Most writers create stories similar to their reading tastes or live up to that adage “Write what you like to read!”  Some writers consciously write to a specific market, as in “Write to your reader expectations.”  But what happens when your style of storytelling COULD pull in more readers from other genres with their own set of expectations?

Well, that requires an understanding of the expectations of the scope of and details of those other genres.  Incorporating those expectation elements can result in “Cross-Genre Appeal” and that is precisely what my up-coming course at Writers Online Classes will be all about.

I have found a particular appeal, even a challenge to deliberately weaving in types of characters and plot structures from various OTHER genres than the main genre I am writing in.  The practice stimulates my creative process, my growth as a writer.  The possibilities are endless.

At this very moment I am writing a Christian western romance.  Each of those three genres dictate conventions, limits and specific elements I must work at everyday so that a reader favoring any one of the three genres will be satisfied.  I don’t want to be predictable nor boring.  I want my characters to be unique and my plot events to be convoluted yet logical to the sequences I create.  It is hard work to maintain a well-crafted literary flow as I do all that . . . but, WOW, is it gratifying when I am “in the zone” and story flows out of my mind and into my fingertips.

My awareness made me think of other stories I have created:  an action-adventure romantic mystery (When Eagles Scream, a screenplay), a contemporary western horror (Eyes of the Cat, another screenplay), a children’s Scottish fantasy (The Legend of the Golden Rose, a read-aloud picture book), an historical romantic suspense (Please Believe in Passion, a novel) then on and on through my portfolio.  As I objectively assessed each of the projects I have completed, I discovered  a subconscious effort to write cross-genre stories all along.

This AWARENESS empowered me as I revised each of my works readying them for marketing.  I identified where I could trim blatant elements to artistic subtlety and where I could enhance thin elements to meet the expectations of readers (and editors) in OTHER genres I could market to.

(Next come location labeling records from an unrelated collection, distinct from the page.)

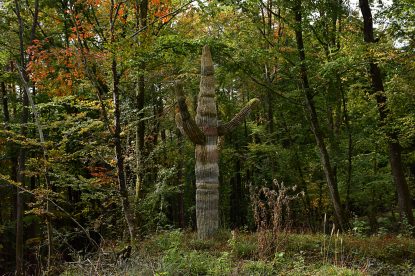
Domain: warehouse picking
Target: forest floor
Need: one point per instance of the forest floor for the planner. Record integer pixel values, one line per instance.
(242, 253)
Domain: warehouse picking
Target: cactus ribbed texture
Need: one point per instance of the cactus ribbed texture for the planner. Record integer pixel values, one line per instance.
(203, 132)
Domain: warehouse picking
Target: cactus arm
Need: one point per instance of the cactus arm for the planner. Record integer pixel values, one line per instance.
(185, 122)
(229, 126)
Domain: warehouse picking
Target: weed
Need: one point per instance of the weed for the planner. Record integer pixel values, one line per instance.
(272, 217)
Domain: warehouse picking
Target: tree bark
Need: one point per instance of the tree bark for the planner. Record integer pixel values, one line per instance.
(404, 197)
(117, 135)
(142, 7)
(21, 159)
(204, 131)
(315, 124)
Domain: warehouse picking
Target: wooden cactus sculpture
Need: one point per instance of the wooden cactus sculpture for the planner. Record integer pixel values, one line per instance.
(204, 132)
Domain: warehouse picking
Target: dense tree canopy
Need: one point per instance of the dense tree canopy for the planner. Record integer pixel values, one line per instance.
(89, 143)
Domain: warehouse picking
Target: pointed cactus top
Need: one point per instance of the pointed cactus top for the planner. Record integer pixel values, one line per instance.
(207, 63)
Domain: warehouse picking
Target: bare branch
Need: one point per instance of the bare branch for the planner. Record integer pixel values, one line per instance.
(185, 122)
(228, 127)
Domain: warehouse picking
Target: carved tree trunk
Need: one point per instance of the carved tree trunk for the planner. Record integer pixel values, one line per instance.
(204, 132)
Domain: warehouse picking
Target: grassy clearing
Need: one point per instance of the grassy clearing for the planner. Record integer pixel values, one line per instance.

Subsequently, I encountered writers who did not understand other genre expectations but likewise wanted to write for a broader appeal that would increase their own chances of selling a project.  So, I took my notes of the various genres, studied them in depth to verify my own observations AND researched the dictates of genre experts to create a succinct series of lessons in “how to” do that very thing, deliberately write for cross-genre appeal.  for me, the study and practice has proven that adage “Knowledge is power.”

What a hoot to share with others in a succinct, time-saving manner and empower them!